Das Oberlandesgericht Köln hat sich mit der Frage beschäftigt, wie weit ein US-amerikanisches Konzept zur Versorgung Schwerverletzter die Beurteilung von Befunderhebungsfehlern beeinflussen kann. Miriam Stüldt-Borsetzky aus unserer Unternehmensgruppe, Fachanwältin für Medizinrecht, berichtet über den Ausgang des Verfahrens.

Im Alltag vieler deutscher Kliniken stellt das ATLS-Protokoll (Advanced Trauma Life Support) eine Grundlage für die Festlegung der notwendigen Diagnostik bei Schwerverletzten dar. Mit diesem Konzept werden Überlegungen zum Zustand des Traumapatienten, zu seiner Behandlung und der Entscheidung, ob die eigenen Ressourcen ausreichen oder eine Verlegung zu erwägen ist, unterstützt.

Vor Gericht wurde nun der Vorwurf erhoben, dass dieses US-amerikanische Ausbildungskonzept nicht dazu geeignet sei, den an deutschen Leitlinien orientierten medizinischen Standard zu definieren.

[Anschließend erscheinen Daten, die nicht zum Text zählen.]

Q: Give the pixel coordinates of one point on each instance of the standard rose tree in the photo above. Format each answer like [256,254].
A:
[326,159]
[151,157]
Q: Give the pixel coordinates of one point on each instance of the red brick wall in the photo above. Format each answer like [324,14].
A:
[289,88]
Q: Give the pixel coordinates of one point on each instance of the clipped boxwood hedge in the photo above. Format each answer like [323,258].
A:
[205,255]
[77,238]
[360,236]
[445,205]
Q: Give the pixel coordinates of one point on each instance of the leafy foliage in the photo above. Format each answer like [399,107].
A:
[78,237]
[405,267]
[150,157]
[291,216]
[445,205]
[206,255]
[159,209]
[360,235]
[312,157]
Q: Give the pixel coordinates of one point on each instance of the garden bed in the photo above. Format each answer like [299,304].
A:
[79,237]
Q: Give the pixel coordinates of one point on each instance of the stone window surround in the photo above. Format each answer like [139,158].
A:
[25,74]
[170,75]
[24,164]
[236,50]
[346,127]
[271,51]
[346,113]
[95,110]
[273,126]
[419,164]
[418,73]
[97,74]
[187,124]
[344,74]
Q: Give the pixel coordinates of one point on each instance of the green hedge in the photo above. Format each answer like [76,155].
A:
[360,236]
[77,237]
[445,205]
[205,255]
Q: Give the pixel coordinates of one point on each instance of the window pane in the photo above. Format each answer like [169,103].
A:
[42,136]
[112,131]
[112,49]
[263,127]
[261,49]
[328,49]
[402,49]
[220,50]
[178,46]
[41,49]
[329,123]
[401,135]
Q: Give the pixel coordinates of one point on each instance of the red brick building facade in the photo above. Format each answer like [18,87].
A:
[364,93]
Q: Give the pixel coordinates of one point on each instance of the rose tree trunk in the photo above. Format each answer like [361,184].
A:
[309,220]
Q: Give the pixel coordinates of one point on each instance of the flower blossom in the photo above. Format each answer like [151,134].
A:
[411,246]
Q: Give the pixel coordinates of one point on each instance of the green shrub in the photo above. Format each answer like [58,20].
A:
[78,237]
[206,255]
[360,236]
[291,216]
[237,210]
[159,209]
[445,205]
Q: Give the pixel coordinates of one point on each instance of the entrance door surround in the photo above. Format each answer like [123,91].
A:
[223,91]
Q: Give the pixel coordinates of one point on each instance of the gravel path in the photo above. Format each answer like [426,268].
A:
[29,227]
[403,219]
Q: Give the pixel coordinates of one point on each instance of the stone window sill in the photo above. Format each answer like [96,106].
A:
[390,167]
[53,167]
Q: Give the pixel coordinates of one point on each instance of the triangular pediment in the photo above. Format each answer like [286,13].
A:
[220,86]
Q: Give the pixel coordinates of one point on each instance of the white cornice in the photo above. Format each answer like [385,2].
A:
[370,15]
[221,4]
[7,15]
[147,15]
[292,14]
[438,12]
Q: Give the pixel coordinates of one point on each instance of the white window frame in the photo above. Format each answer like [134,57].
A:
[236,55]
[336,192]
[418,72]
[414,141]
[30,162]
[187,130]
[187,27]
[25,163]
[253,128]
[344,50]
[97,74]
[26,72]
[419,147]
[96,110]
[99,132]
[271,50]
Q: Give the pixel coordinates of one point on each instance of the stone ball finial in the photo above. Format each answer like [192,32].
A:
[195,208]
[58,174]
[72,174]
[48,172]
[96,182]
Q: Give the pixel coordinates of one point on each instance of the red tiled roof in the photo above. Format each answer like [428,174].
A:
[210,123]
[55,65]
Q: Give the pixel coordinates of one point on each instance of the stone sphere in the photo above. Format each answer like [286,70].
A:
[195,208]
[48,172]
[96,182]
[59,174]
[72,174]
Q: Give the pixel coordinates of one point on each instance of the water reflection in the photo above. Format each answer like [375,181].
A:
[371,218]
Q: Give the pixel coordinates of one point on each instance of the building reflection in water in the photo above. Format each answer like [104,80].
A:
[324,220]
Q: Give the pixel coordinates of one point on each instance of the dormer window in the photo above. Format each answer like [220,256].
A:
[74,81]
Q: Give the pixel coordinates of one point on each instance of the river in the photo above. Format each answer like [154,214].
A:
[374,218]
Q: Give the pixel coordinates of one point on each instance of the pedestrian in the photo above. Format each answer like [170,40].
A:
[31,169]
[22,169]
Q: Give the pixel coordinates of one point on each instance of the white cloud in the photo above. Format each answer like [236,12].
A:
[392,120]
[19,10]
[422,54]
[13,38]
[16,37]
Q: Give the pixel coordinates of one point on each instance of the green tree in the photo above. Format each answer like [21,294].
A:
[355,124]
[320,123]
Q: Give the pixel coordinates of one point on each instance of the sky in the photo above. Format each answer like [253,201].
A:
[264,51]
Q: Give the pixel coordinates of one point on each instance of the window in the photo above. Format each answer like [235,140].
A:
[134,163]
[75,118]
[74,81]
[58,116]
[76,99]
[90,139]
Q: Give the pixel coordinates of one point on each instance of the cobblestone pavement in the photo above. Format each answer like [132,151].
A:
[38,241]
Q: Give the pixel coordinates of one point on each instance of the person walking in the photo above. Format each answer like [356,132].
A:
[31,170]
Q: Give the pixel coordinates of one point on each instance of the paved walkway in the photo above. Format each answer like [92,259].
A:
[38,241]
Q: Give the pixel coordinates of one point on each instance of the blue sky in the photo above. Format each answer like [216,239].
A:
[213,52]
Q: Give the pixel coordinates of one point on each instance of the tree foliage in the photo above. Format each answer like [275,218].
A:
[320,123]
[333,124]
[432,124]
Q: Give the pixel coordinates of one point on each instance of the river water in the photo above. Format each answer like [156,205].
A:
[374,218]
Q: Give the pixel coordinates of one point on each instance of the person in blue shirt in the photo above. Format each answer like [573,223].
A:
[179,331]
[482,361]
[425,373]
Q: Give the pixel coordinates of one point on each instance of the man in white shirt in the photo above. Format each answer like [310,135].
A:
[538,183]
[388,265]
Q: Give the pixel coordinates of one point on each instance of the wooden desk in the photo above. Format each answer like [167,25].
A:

Bei der dem Gerichtsverfahren zur Prüfung vorliegenden Behandlung einer Patientin mit Mehrfachtraumata sei eine radiologische Untersuchung der Halswirbelsäule, etwa im Wege einer CT-Untersuchung des Schädels oder einer Ganzkörper-CT, erforderlich gewesen. Laut ATLS-Protokoll werde eine CT-Untersuchung des Schädels jedoch nur unter bestimmten – hier aber nicht gegebenen – Voraussetzungen gefordert. Die anwaltlich vertretene Patientenseite berief sich deshalb auf die S3-Leitlinie „Polytrauma/Schwerverletzten-Behandlung“, die ein zeitnahes Ganzkörper-CT mit Trauma-spezifischem Protokoll empfiehlt. Dass diese Untersuchung nicht stattgefunden hatte, wertete sie als Befunderhebungsfehler.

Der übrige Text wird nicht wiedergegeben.